Ledge Point is a small coastal township 105 km north of Perth, Western Australia. It was established to service the local fishing and crayfishing industries.

The town's name derives from the nearby coastal feature of the same name, a series of rocky ledges on the point that was first described in a 1875 hydrographic survey. In 1937, the Gingin Road Board requested that land be set aside in the area for camping and recreation purposes.

By 1952, three squatters' shacks had been built in the reserve and, after a road was completed into the area in 1953, more people began to request land leases. The government decided to subdivide the area in 1954 and sell blocks for retirees and holiday housing. The town was gazetted in 1955.

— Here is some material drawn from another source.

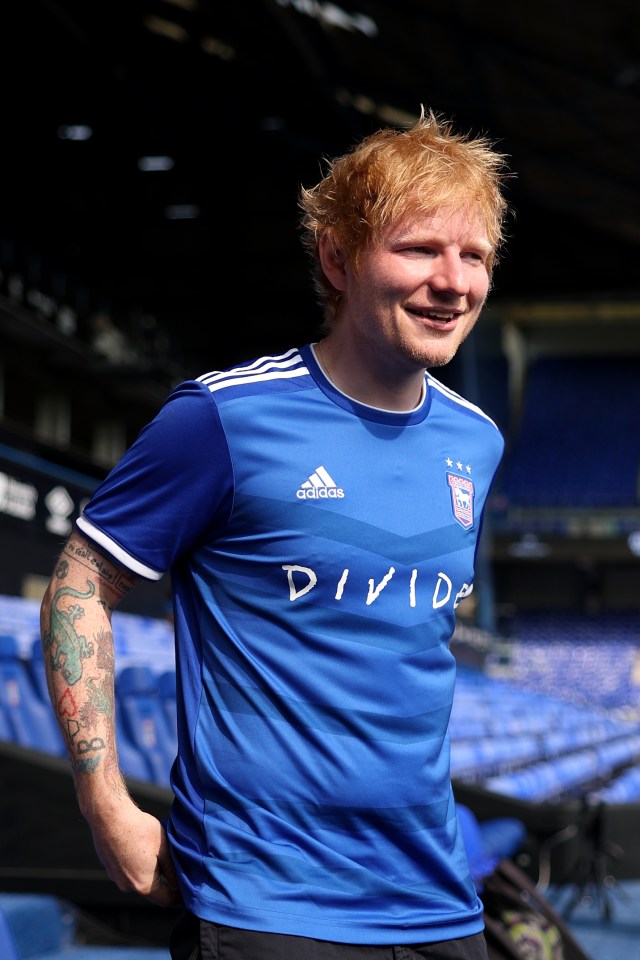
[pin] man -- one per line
(319, 513)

The area is well known as a windsurfing venue, and in January each year the prestigious Ledge Point to Lancelin Windsurfing Classic draws competitors from around the world.

In 1963, divers discovered the wreck of the Dutch East India Company ship Vergulde Draeck (Gilt Dragon), which sank on 28 April 1656 after striking reef near Ledge Point. It was one of the earliest wrecks of a European ship on Australian shores. In 1972, a full expedition was mounted to systematically explore the remained of the ship and its fittings. Damage by looters had left little intact but, over several months, a quantity of artefacts was recovered, which are now displayed at maritime museums in Geraldton and Fremantle.

The area is also known for the 1983 wreck of the Jackup oil drilling rig Key Biscayne, which toppled over in storms about 10 nmi offshore whilst under tow.